Ça, c’est le premier point.

2. Le deuxième, c’est justement l’évidence de mémoires contrastées, et de mémoires brutes, qui existent encore : celle des témoins oculaires, et des acteurs de cette histoire

Raison de plus pour se rappeler qu’il s’agit d’une histoire aussi ancienne qu’immédiate. Je signale par exemple, l’incorrection ,à mon avis, de l’avis exprimé dans Le Monde par un historien
réputé, qui s’en est allé déclarer que l’histoire de la traite et de l’esclavage, vieille de cinq siècles, ne nous concernait plus - en qualité d’affect-. Elle ne concerne plus, peut-être, les historiens blancs qui s’intéressent à l’histoire de l’hexagone : même si je ne suis même pas d’accord avec cette affirmation, car non seulement la culture hexagonale est elle-même, évidemment, sans le savoir ou sans vouloir le savoir, imprégnée de culture coloniale qui commence d’ailleurs à
être étudiée en tant que telle [3] ; mais en sus la culture coloniale de l’hexagone concerne très directement et consciemment beaucoup de Français qui sont loin d’être tous d’origine immigrée récente..

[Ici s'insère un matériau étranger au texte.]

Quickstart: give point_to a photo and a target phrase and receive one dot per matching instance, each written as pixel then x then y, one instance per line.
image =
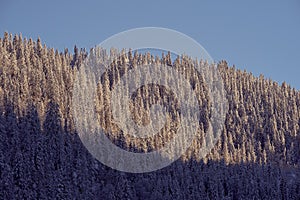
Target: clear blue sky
pixel 259 36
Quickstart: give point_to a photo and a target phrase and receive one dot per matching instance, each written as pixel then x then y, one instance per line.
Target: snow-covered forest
pixel 41 155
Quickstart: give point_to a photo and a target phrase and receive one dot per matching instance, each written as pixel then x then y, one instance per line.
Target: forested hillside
pixel 41 155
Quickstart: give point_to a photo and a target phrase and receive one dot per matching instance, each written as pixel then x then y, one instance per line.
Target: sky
pixel 262 37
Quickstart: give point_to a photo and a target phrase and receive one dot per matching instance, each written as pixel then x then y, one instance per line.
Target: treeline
pixel 42 156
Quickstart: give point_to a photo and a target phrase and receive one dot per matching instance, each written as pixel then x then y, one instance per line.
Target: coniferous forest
pixel 42 156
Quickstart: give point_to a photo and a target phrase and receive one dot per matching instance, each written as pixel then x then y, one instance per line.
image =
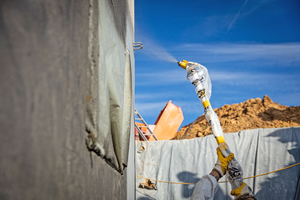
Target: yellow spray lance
pixel 198 75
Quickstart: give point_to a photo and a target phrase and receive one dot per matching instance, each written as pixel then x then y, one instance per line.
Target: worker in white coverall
pixel 207 187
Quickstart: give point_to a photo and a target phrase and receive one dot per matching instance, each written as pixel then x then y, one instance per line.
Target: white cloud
pixel 236 16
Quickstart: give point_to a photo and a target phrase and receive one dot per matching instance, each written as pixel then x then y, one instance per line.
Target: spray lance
pixel 198 75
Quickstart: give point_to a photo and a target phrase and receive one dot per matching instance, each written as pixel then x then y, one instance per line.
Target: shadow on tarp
pixel 286 183
pixel 187 189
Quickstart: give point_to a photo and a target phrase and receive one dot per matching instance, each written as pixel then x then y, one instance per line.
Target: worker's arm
pixel 207 187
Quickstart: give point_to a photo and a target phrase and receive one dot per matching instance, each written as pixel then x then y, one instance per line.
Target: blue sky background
pixel 250 48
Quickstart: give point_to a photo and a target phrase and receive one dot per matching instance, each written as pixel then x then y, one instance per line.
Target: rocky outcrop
pixel 251 114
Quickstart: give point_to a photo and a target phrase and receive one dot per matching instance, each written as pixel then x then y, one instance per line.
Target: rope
pixel 222 181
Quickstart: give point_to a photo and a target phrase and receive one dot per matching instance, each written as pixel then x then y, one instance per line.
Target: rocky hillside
pixel 251 114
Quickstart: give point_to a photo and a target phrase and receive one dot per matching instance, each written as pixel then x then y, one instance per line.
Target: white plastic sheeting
pixel 186 161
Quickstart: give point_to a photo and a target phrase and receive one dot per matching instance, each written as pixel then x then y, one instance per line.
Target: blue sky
pixel 250 48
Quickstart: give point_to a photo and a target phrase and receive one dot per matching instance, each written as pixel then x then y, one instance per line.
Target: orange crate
pixel 168 122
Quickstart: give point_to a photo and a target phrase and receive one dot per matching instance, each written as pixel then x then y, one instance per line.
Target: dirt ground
pixel 251 114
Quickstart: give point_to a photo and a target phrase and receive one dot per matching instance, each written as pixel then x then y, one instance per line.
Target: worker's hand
pixel 222 162
pixel 243 189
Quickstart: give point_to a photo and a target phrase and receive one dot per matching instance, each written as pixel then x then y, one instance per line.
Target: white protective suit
pixel 205 189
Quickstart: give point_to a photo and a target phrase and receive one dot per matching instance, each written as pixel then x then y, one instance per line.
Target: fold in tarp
pixel 110 86
pixel 186 161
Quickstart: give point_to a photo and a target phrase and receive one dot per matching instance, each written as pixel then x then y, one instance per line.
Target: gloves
pixel 221 164
pixel 243 189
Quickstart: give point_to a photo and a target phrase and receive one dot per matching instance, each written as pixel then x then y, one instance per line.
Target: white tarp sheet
pixel 186 161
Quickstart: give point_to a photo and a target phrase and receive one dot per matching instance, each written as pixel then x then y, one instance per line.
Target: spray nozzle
pixel 182 63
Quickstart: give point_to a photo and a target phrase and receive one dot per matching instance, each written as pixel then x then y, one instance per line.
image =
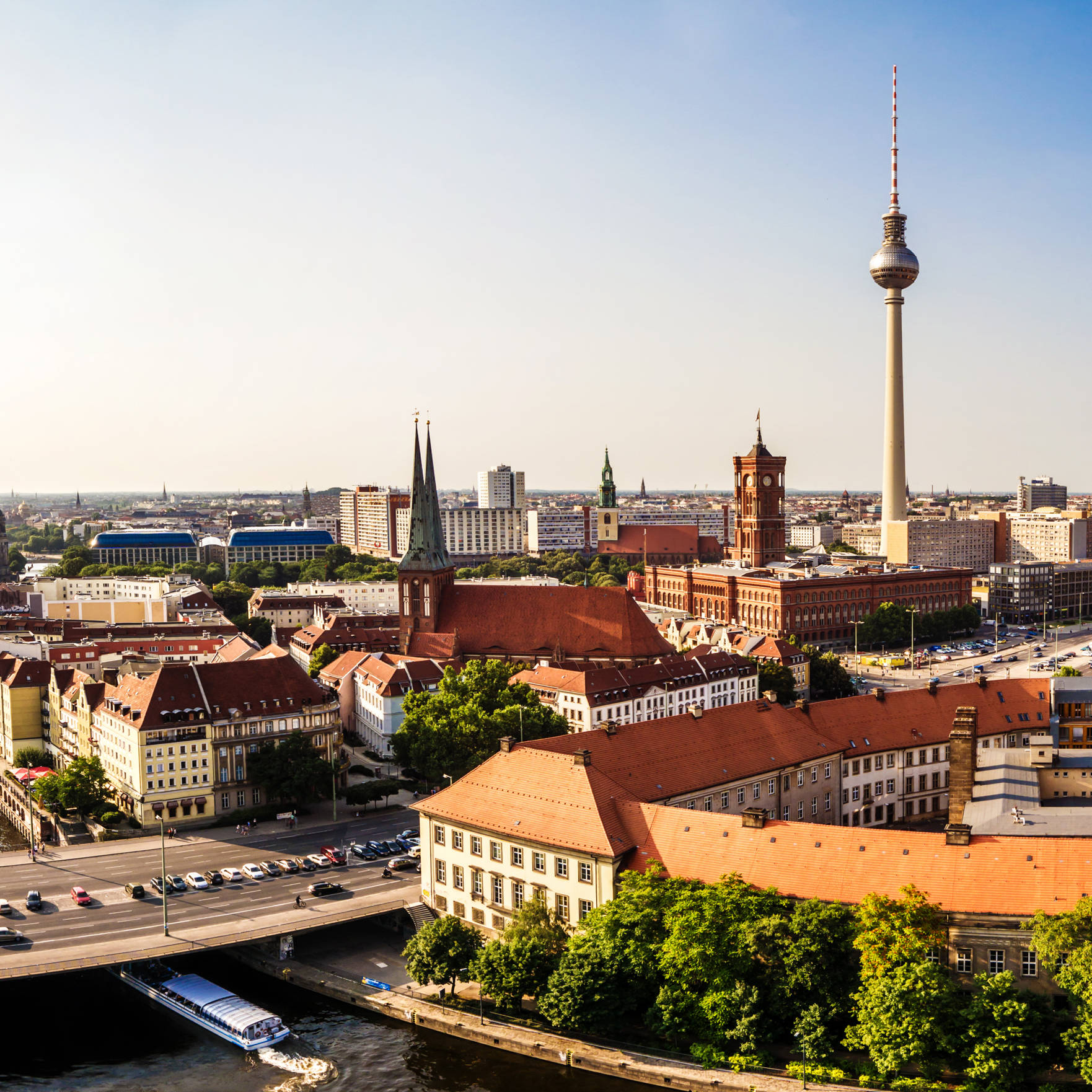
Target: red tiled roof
pixel 539 796
pixel 604 623
pixel 993 875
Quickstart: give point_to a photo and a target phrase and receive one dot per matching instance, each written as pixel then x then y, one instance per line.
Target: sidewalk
pixel 321 816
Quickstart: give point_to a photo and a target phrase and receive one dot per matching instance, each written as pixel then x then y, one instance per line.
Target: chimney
pixel 963 743
pixel 957 834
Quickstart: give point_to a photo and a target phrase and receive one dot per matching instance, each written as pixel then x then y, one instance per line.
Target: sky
pixel 242 243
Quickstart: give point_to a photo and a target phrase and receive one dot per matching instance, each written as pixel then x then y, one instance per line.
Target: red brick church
pixel 439 619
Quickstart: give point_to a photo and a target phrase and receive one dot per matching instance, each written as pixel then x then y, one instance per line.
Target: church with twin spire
pixel 500 619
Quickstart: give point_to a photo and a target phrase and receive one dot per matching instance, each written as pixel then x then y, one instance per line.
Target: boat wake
pixel 306 1072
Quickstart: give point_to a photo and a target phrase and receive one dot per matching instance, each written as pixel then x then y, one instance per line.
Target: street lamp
pixel 157 809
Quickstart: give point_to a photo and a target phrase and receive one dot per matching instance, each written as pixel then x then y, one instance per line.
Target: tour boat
pixel 206 1004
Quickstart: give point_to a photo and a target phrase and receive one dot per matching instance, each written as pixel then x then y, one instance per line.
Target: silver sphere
pixel 894 266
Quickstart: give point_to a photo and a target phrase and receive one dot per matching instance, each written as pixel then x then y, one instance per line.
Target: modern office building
pixel 369 519
pixel 1041 493
pixel 500 487
pixel 144 546
pixel 276 544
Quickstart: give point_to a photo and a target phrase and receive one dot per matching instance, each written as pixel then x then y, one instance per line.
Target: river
pixel 89 1032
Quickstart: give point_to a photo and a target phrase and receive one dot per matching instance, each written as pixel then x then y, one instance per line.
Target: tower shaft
pixel 894 439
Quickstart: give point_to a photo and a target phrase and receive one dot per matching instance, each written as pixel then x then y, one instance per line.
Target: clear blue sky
pixel 240 242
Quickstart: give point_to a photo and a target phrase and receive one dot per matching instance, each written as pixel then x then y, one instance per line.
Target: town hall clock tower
pixel 760 506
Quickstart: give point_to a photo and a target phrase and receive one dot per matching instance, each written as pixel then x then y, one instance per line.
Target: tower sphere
pixel 894 266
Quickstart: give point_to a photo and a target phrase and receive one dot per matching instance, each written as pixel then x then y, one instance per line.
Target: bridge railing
pixel 175 945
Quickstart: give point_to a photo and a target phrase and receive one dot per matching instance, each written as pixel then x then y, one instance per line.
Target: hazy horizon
pixel 247 240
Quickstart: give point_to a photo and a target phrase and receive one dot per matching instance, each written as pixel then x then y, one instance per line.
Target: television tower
pixel 894 266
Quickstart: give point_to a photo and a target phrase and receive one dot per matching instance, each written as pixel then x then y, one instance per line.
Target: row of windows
pixel 516 854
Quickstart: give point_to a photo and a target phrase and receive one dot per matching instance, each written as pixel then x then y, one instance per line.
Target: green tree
pixel 520 963
pixel 292 770
pixel 1005 1037
pixel 460 724
pixel 32 757
pixel 777 677
pixel 907 1015
pixel 440 950
pixel 82 786
pixel 232 597
pixel 322 656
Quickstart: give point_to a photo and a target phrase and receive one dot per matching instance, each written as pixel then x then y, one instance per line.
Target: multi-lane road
pixel 116 927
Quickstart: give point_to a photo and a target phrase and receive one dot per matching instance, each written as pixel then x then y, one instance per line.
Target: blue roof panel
pixel 107 540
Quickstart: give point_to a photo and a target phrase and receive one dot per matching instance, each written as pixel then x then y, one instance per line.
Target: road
pixel 1019 669
pixel 116 923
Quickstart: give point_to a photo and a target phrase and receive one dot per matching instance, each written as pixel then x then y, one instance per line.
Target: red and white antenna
pixel 894 139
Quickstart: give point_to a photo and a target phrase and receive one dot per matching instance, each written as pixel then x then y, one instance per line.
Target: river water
pixel 89 1032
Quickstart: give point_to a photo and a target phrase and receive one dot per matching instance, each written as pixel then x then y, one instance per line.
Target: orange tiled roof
pixel 993 875
pixel 583 622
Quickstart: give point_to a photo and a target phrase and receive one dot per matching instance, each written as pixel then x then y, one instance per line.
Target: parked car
pixel 322 887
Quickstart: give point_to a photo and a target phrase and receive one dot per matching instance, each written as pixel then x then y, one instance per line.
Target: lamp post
pixel 157 809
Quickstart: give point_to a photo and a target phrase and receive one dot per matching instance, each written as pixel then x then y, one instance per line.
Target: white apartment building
pixel 809 535
pixel 568 529
pixel 629 695
pixel 368 519
pixel 1047 537
pixel 473 531
pixel 361 596
pixel 500 487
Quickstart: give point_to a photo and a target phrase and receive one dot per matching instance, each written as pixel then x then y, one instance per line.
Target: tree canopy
pixel 292 770
pixel 460 724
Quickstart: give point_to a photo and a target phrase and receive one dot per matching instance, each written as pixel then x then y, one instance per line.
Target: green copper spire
pixel 607 498
pixel 425 552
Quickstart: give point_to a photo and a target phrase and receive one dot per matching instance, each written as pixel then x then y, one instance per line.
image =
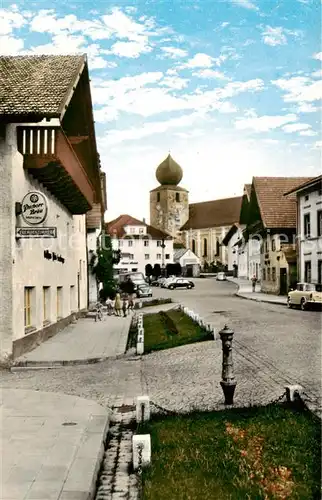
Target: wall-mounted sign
pixel 34 208
pixel 36 232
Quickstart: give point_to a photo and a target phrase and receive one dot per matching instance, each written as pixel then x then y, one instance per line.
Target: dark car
pixel 179 283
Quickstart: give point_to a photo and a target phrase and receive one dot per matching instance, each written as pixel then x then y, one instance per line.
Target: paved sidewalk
pixel 245 291
pixel 86 341
pixel 52 445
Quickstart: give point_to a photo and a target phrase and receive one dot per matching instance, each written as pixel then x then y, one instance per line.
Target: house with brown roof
pixel 51 179
pixel 207 226
pixel 309 229
pixel 271 219
pixel 140 244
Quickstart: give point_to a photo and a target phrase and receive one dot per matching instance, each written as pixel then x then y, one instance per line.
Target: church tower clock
pixel 169 203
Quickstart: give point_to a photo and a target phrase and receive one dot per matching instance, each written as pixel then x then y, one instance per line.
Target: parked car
pixel 144 291
pixel 179 283
pixel 306 295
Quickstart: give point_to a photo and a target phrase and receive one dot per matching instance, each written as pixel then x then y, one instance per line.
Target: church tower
pixel 169 203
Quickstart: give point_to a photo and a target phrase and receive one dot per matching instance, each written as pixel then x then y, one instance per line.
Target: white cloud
pixel 317 74
pixel 274 36
pixel 131 49
pixel 306 107
pixel 10 20
pixel 174 52
pixel 317 56
pixel 264 123
pixel 151 128
pixel 296 127
pixel 210 74
pixel 247 4
pixel 300 89
pixel 308 133
pixel 10 45
pixel 199 60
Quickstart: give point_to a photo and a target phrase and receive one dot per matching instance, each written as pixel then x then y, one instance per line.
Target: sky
pixel 231 88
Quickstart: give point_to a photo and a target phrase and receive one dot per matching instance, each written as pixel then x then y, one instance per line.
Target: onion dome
pixel 169 172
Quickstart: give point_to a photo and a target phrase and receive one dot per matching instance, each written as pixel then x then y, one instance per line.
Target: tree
pixel 102 266
pixel 156 270
pixel 148 270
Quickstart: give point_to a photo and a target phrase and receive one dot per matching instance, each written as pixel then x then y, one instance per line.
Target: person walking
pixel 124 305
pixel 118 305
pixel 254 281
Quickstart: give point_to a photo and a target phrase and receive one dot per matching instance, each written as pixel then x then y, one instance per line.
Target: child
pixel 124 305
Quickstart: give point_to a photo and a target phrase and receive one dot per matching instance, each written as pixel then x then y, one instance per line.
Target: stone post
pixel 228 382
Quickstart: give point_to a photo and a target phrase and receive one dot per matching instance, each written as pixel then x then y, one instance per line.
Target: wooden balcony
pixel 51 159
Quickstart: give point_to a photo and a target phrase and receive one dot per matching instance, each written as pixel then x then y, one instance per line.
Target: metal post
pixel 228 382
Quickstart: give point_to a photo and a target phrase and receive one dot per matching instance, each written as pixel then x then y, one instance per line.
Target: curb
pixel 237 294
pixel 50 365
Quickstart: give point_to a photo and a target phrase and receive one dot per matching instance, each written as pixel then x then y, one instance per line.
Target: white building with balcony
pixel 309 230
pixel 50 178
pixel 140 244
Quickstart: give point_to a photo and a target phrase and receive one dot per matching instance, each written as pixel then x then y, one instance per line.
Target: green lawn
pixel 171 329
pixel 256 454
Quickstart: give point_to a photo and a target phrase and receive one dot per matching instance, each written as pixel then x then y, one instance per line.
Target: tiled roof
pixel 277 211
pixel 37 85
pixel 214 213
pixel 315 181
pixel 116 227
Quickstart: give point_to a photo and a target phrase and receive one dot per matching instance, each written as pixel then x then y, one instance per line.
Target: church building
pixel 198 226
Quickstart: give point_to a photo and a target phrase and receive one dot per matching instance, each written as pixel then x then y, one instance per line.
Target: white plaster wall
pixel 139 250
pixel 30 268
pixel 6 241
pixel 310 249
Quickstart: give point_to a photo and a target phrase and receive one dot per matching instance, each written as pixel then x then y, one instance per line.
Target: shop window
pixel 72 297
pixel 46 303
pixel 307 271
pixel 28 291
pixel 59 302
pixel 307 226
pixel 273 245
pixel 205 247
pixel 319 220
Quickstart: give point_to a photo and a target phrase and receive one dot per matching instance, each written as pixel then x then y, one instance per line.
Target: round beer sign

Le fait est qu’en France, la mémoire de la colonisation est très complexe. Pour un certain nombre d’historiens, comme Marc Ferro, ou Pierre Nora, qui ont à des époques différentes enseigné l’histoire
au lycée d’Oran à l’époque coloniale (Pierre Nora en a rapporté en son temps un beau livre, intitulé Les Français d’Algérie [4]), ou moi-même, qui ai décidée donc à 25 ans, à la suite de mon passage dans cette même ville, de renoncer à une thèse sur le Moyen Âge pour privilégier un travail sur l‘histoire de l’Afrique, il est évident que nous avons eu, d’une
certaine façon, la chance de pouvoir travailler avec des souvenirs de visu, c’est à dire une part de vécu. Ce vécu vaut ce qu’il vaut, il doit être confronté et naturellement corrigé et amendé par les recherches historiques proprement dites, mais c’est une forme de document comme un autre, à soumettre comme les autres à une analyse critique forte. Je reprends l’exemple donné précédemment de l’histoire de Vichy : j’ai vécu une enfance clandestine, et, croyez-moi, cela s’imprime très fort et
pour la vie : compte tenu de ces souvenirs de fer, j’ai parfois été en désaccord avec la façon dont les meilleurs historiens, nés après cette période, en ont écrit l’histoire : qui a raison, qui a tort, entre deux historiens s’entend, entre le vécu et le regard froid ? C’est ma foi bien difficile à départager...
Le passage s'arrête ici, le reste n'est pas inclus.